丹田という言葉が一般に知られるようになりましたが、私が呼吸法を始めた約20年前は「丹田?なんですか?それ?」という有様でした。
その間、ひっそりと呼吸法を行ってきましたが、約10年前ぐらいから一般的に知られるようになり肩身の狭い思いをせずにすむようになりました。
ですが、この丹田、ちょっと誤解されやすい代物です。
一説では、上丹田、中丹田、下丹田の3つあると言われています。
その中の下丹田が一般的に言われている丹田で、下腹部の辺りにあると言われています。
上丹田は額のあたりにあると言われ、中丹田は胸骨(心臓)のあたりにあると言われています。
そもそも丹田とは、丹(薬)を作り出す田んぼ(場所)という意味です。
その丹田が、頭と胸、骨盤のあたりにあると言われています。
上丹田は頭蓋骨、中丹田は胸郭、下丹田は骨盤のあたりです。
身体の感覚器官は頭に集まり、胸郭が腕の中心にあり、骨盤が脚の中心にあります。
ですので、体の構造の観点から言って人の体の核(コア)になる骨のまわりを指しています。
このように考えますと、骨格構造に基づいた動作を行う上で重要な場所とも言えます。
上丹田と中丹田はあまり知られていませんので問題はありません。
ですが、下丹田はよく知られるようになって、そのためか下丹田について誤解が広まっているように感じます。
それは、どのような誤解かと言いますと、丹田を作るとか丹田を意識するという言い方をして腹筋に力を入れるという誤解です。
「腹筋=丹田」ではありません。
もちろん、人の動作は筋肉の収縮によって行われるので丹田を意識して動作を行うことで何らかしらの筋肉の収縮が起こります。

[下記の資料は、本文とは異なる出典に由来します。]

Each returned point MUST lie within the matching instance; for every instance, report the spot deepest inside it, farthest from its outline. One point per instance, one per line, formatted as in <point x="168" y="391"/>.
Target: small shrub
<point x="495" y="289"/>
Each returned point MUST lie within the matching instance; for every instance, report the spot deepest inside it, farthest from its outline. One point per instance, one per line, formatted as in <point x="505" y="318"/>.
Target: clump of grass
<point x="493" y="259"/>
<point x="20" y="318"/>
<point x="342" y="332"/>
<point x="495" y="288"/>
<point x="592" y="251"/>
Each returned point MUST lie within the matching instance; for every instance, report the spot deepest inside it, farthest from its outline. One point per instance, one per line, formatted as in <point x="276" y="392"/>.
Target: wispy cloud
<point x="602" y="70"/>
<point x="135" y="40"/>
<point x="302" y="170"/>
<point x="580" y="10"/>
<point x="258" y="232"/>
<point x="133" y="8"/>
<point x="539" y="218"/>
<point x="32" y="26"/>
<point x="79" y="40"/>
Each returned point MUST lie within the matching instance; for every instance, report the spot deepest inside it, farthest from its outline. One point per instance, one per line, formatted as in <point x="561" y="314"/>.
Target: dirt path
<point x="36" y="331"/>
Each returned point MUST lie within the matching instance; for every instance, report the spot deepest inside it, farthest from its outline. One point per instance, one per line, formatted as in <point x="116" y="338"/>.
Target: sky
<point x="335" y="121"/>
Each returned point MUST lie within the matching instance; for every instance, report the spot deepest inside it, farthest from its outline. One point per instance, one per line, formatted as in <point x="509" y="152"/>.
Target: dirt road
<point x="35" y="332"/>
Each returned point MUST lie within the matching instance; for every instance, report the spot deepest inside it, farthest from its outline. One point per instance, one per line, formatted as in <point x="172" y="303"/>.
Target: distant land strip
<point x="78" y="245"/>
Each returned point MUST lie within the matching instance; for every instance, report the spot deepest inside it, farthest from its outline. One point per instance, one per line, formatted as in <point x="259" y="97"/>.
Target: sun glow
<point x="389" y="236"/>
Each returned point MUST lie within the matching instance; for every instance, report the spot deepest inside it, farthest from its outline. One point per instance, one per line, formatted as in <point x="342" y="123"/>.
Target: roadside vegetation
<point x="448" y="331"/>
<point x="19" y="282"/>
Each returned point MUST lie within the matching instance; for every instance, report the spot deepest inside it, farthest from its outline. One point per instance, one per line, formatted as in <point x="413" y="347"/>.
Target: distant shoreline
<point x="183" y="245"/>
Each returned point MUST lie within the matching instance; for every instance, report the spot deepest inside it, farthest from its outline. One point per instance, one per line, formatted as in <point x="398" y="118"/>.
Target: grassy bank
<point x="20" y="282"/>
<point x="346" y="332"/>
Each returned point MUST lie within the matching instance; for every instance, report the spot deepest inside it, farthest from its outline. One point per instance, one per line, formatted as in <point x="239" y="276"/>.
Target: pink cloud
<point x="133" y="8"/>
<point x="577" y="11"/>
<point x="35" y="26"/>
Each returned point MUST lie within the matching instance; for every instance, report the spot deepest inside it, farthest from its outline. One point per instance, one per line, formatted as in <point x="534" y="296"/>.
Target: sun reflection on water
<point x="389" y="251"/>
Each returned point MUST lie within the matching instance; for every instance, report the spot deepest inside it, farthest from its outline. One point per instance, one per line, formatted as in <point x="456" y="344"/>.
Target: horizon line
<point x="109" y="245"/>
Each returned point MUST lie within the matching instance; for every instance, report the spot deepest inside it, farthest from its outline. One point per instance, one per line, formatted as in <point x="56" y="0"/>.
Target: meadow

ですが、丹田によって生じる筋肉の収縮と自覚できる腹筋の収縮とは異なります。
自覚できる腹筋は、腹直筋、外腹斜筋、内腹斜筋などです。
それに対して丹田によって生じる筋肉の収縮は、腹横筋という腹筋の中でも一番深層にある筋肉で自身でコントロールできない筋肉です。
ですので、腹筋に力を入れても丹田に関わる腹横筋が使われません。
逆に腹筋の力を抜かなければいけないのです。
本来は、体の力以外の特殊な感覚というのが丹田の感覚です。
ですが、肝腎な特殊な感覚は知られないまま言葉が流行ったためか、丹田=腹筋という構図がひとり歩きしたように思います。
そのような知識がなければ、下腹部を意識した時点でおなかに力を入れてしまっても当然だと思います。
では、どうしておなかに力を入れてはいけないのでしょう?
おなかに力が入ると表面の腹筋に力が入ってしまい肝腎の深部の腹筋であります腹横筋が収縮しないからです。
普段意識できない腹横筋の感覚が丹田の感覚の正体なのです。
ですので、表面の腹筋に力を入れた時点で丹田の感覚が消えてしまいます。
そして、表面の腹筋に力が入ってしまうと姿勢が悪くなります。
腹横筋には体幹部を支える働きがありますが、姿勢が悪くなると腹横筋で体を支えられなくなります。
そのようになると骨で体を支えられなくなり、体が重力に押し潰されてしまいます。
このことで、体が緊張しやすくなります。
丹田には、精神の安定させ心を落ち着かせる作用があります。
ですが、腹筋に力が入ってしまう結果、体が緊張してしまうと交感神経が優位に働き、心も同時に緊張してしまいます。
特に精神的に緊張する場面に立った時には、普段の体のくせが強く出てしまいます。
そのような時に腹筋を緊張させる癖をつけていると、体の緊張が強くなります。
ですので、腹筋に力を入れる癖をつけないようにすることが必要なのです。